Brushing aside proposals to increase Pell Grants, to reduce interest rates on student loans, and to provide free community college, Coopersmith asserts: “Rather than focus on how students pay for their education, these policymakers need to ask why they’re paying so much, and what they’re paying for.”
He addresses the second of these issues first, asserting: “Traditional college degrees are not only increasingly costly but also increasingly less valuable. More than 43 million Americans have taken on debt to pay for college, yet one recent survey showed that over 40 percent of graduates at ‘top’ schools could not find careers in their chosen field.” This passage sets the rhetorical pattern for the essay: Coopersmith make a very straightforward assertion about a broad and very complex issue and then points to a single piece of evidence that seems to support his assertion, which in his view allows him to close that part of the discussion and to move on to the next assertion.

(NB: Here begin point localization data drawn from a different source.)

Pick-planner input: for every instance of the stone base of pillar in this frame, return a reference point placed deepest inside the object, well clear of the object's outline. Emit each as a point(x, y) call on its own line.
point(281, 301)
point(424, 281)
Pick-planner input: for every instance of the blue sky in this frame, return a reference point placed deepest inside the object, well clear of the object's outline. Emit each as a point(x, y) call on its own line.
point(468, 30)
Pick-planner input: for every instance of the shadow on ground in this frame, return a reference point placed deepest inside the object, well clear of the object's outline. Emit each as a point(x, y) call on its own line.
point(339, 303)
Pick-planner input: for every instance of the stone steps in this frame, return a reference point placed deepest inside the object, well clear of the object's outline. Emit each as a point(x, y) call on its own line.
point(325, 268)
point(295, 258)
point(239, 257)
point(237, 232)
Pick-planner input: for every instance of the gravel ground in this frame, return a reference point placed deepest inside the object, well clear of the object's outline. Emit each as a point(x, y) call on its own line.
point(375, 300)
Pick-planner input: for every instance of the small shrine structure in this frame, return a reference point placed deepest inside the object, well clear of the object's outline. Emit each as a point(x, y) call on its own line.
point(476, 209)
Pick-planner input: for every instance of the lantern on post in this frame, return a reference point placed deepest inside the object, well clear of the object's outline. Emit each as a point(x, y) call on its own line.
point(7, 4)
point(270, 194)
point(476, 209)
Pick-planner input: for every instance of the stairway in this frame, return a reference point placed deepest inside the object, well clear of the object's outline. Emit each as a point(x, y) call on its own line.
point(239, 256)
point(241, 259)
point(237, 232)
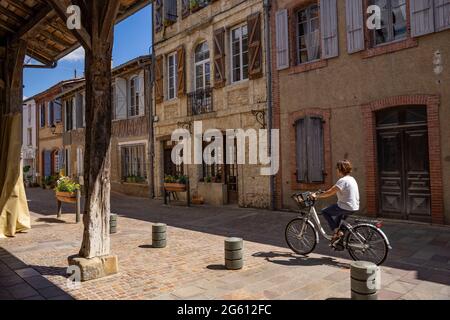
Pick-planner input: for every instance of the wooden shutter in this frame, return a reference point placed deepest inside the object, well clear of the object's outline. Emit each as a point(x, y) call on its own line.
point(282, 39)
point(79, 111)
point(170, 10)
point(141, 93)
point(158, 15)
point(329, 28)
point(355, 25)
point(185, 8)
point(315, 150)
point(181, 71)
point(219, 58)
point(159, 79)
point(121, 105)
point(422, 17)
point(301, 151)
point(442, 14)
point(255, 69)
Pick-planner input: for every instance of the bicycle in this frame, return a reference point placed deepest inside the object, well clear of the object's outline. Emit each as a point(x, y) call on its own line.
point(364, 241)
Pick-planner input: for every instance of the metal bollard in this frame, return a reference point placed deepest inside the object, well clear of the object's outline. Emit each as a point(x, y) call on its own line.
point(112, 223)
point(159, 235)
point(234, 253)
point(365, 280)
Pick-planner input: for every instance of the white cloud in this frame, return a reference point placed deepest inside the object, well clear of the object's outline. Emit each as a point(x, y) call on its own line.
point(75, 56)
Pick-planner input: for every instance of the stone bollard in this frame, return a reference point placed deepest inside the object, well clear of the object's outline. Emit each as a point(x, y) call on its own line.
point(112, 223)
point(159, 235)
point(234, 253)
point(365, 280)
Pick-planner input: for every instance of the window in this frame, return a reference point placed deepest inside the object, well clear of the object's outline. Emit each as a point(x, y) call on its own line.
point(29, 114)
point(202, 67)
point(42, 111)
point(239, 53)
point(133, 163)
point(133, 109)
point(69, 115)
point(393, 21)
point(29, 136)
point(172, 75)
point(309, 150)
point(308, 34)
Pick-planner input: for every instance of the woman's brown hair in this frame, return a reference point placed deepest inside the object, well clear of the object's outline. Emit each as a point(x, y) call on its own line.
point(344, 167)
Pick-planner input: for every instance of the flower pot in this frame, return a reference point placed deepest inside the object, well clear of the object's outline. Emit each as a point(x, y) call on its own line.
point(175, 187)
point(68, 197)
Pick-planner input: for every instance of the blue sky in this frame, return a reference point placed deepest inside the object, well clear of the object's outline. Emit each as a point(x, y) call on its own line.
point(132, 39)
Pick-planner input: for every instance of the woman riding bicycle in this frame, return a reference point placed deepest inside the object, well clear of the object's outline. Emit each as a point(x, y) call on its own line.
point(346, 189)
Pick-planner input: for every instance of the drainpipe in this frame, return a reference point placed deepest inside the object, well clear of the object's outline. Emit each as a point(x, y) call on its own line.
point(267, 40)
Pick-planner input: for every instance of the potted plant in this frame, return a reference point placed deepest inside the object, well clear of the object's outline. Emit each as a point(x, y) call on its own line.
point(175, 183)
point(66, 189)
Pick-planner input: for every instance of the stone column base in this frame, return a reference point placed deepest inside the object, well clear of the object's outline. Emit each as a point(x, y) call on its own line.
point(95, 268)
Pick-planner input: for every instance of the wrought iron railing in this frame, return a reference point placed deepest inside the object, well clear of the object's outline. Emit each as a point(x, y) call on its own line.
point(200, 102)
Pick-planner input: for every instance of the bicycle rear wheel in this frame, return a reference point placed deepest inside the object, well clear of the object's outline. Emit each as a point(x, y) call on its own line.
point(366, 243)
point(301, 241)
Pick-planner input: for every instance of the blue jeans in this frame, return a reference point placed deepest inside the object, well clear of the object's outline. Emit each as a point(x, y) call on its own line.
point(334, 215)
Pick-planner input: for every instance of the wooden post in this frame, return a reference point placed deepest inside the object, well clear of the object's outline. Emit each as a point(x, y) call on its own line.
point(78, 213)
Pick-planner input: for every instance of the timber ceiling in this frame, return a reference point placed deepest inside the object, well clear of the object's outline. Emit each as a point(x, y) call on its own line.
point(47, 35)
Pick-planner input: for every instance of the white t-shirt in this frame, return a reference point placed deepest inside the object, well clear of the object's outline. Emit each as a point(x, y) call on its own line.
point(348, 194)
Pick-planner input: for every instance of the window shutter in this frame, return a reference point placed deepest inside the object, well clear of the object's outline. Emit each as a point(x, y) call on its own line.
point(158, 15)
point(121, 105)
point(58, 110)
point(141, 94)
point(185, 8)
point(282, 38)
point(355, 25)
point(170, 10)
point(442, 14)
point(181, 73)
point(301, 151)
point(79, 111)
point(255, 69)
point(329, 28)
point(315, 150)
point(422, 17)
point(159, 79)
point(219, 58)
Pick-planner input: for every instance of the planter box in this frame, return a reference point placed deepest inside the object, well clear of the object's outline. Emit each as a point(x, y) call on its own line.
point(67, 197)
point(175, 187)
point(213, 193)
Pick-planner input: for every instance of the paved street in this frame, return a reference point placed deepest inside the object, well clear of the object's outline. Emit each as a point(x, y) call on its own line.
point(33, 265)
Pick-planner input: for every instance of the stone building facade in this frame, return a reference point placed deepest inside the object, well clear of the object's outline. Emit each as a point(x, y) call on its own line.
point(378, 97)
point(130, 165)
point(50, 153)
point(210, 67)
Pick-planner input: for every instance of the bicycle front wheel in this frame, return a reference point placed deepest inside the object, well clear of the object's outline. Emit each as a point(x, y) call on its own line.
point(301, 236)
point(366, 243)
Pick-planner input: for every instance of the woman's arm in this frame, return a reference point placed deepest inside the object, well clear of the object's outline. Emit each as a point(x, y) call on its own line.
point(329, 193)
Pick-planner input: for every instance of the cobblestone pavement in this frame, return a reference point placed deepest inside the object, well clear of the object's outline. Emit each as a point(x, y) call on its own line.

So, having perfunctorily established that postsecondary education is over-valued as well as over-priced, Coopersmith circles back to the inefficacy of focusing on how students pay for college by arguing: “It’s a well-documented fact that pumping more federal money into college just inflates costs. In fact, the Federal Reserve Bank of New York recently determined that every dollar of Pell Grants raises tuition by 55 cents.”
Then he asks rhetorically, “So what’s the alternative?”—as if there is some single answer very readily available.

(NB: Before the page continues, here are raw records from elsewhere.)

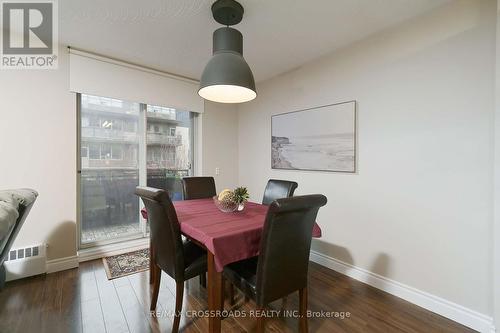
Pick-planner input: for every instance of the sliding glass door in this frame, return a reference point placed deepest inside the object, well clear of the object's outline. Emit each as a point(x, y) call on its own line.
point(123, 145)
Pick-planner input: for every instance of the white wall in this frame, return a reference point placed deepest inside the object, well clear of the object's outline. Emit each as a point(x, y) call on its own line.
point(220, 144)
point(496, 226)
point(419, 209)
point(38, 150)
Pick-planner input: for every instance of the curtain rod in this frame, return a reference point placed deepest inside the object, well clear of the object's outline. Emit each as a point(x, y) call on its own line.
point(118, 62)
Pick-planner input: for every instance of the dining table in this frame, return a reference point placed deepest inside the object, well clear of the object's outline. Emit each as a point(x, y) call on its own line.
point(227, 238)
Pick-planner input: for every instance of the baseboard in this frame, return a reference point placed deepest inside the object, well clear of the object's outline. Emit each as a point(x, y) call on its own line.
point(450, 310)
point(112, 249)
point(62, 264)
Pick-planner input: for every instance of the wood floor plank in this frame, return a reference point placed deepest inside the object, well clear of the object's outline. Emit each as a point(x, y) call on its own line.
point(114, 319)
point(84, 300)
point(132, 308)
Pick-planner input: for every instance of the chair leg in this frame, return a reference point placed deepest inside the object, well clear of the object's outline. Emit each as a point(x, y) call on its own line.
point(152, 265)
point(284, 301)
point(303, 310)
point(179, 294)
point(231, 293)
point(203, 280)
point(260, 320)
point(156, 285)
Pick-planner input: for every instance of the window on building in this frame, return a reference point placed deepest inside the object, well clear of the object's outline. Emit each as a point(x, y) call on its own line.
point(112, 144)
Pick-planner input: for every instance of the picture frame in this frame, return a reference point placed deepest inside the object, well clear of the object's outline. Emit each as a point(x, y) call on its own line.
point(322, 138)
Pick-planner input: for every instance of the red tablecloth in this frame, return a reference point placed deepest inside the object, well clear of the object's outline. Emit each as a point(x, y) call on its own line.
point(229, 236)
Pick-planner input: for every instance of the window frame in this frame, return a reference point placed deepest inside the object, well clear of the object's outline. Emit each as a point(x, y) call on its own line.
point(193, 167)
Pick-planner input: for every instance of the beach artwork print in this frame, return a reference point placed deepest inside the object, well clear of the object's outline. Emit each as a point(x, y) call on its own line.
point(320, 139)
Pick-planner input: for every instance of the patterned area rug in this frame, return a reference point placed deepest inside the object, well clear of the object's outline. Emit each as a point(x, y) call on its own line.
point(126, 264)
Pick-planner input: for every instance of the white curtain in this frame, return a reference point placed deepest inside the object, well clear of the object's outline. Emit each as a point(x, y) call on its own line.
point(96, 75)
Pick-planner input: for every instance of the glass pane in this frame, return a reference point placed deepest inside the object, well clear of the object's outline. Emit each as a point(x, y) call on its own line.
point(169, 151)
point(110, 169)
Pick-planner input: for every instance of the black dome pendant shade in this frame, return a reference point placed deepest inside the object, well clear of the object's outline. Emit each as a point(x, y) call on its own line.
point(227, 78)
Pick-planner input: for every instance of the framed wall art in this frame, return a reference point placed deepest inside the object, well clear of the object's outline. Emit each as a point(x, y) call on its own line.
point(317, 139)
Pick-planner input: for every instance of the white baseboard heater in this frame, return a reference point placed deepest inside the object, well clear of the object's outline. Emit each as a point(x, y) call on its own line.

His answer is that higher education should take as its model the “school-choice” or charter-school movement. Very notably, he simply accepts that charter schools have been successful and does not address any of the multitude of issues associated with charter schools—specifically, the high administrative costs, the reliance on tenuously credentialed teachers and Teach for America graduates, the low teacher salaries and high turnover rate among teachers, the generally low academic performance of students at such schools, the expulsion of many at-risk students who would further reduce standardized test scores and the recruitment of physically disabled students and other categories of students who generate higher federal and state subsidies, and the widespread investigations of dubious corporate scams and political corruption.

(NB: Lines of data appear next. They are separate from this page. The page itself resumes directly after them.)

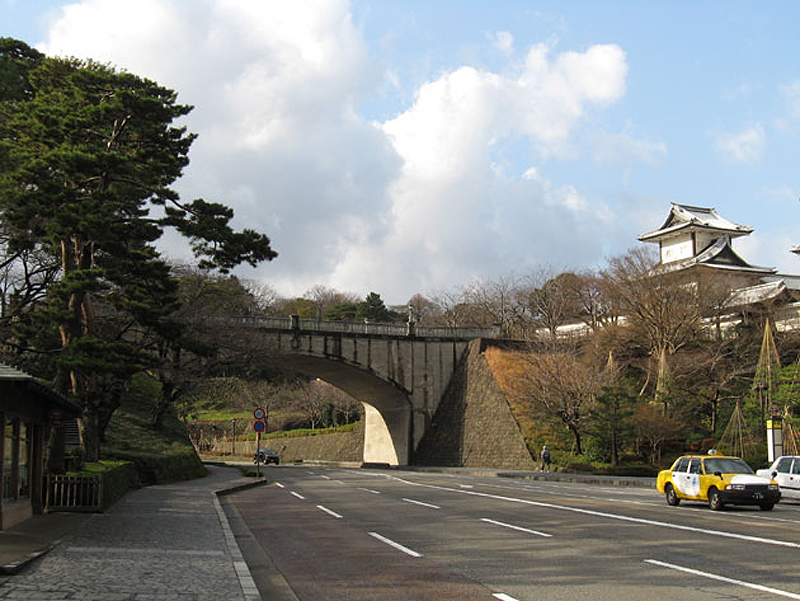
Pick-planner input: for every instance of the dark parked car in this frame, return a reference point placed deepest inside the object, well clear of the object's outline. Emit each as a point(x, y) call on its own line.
point(266, 456)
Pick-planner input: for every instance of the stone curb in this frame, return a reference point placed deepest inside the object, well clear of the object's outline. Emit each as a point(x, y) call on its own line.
point(17, 566)
point(249, 588)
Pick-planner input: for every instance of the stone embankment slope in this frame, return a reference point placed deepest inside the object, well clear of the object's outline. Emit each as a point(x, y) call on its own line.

Ignoring all of these issues, Coopersmith also blithely ignores the very prominent and prevalent parallel failures of the for-profit colleges and universities in arguing against the necessity of accreditation: “It begins with reforming the accreditation process by decoupling federal financial aid from accreditation requirements. As it is now, colleges follow federally regulated accreditation standards, which are intended to guarantee quality and allow students to transfer credits from one school to another. Yet accreditation has done little to guarantee quality: Nearly 40 percent of students showed no learning improvement after four years at accredited institutions. What current accreditations standards do well, however, is keep innovation out of higher education. Accreditors admit the process is ‘increasingly granular, narrowly focused on compliance,’ and often fails to accommodate newer, alternative methods of education. And students who rely on federal aid can only apply that aid at accredited institutions, establishing a pseudo-monopoly for established schools.”
In asserting that a post-secondary equivalent to charter schools might be a mechanism for breaking this monopoly, Coopersmith again completely ignores that corporate charter schools are dominated by a few corporations that operate in multiple states, that the largest for-profit colleges and universities have actually been “systems” and have had enrollments all out of proportion to their academic capacities, and that the major corporate educational providers, Pearson and McGraw-Hill, are not only huge conglomerates but also dominate the “industry” at an arguably monopolistic level.
All of this brings us to the main “innovations” and student-friendly options that Coopersmith is offering: MOOCs and competency-based education.
He asserts that “they are widely supported by college provosts, and traditional institutions are starting to provide them, helping their students attain a more affordable education.”
First, this assertion very dubious because there are now many surveys that have indicated not just very low faculty support for MOOCs but also very low institutional or administrative enthusiasm for them. Second, that skepticism about MOOCs is largely the result of the manifold evidence of the extreme, if not simply insurmountable, problems with student engagement with and completion of MOOCs. Lastly, like most digital “innovations” and educational “reforms,” the MOOC industry is dominated by a very few major providers; so, they are hardly a way to mitigate any concerns about “monopolistic” tendencies in higher education.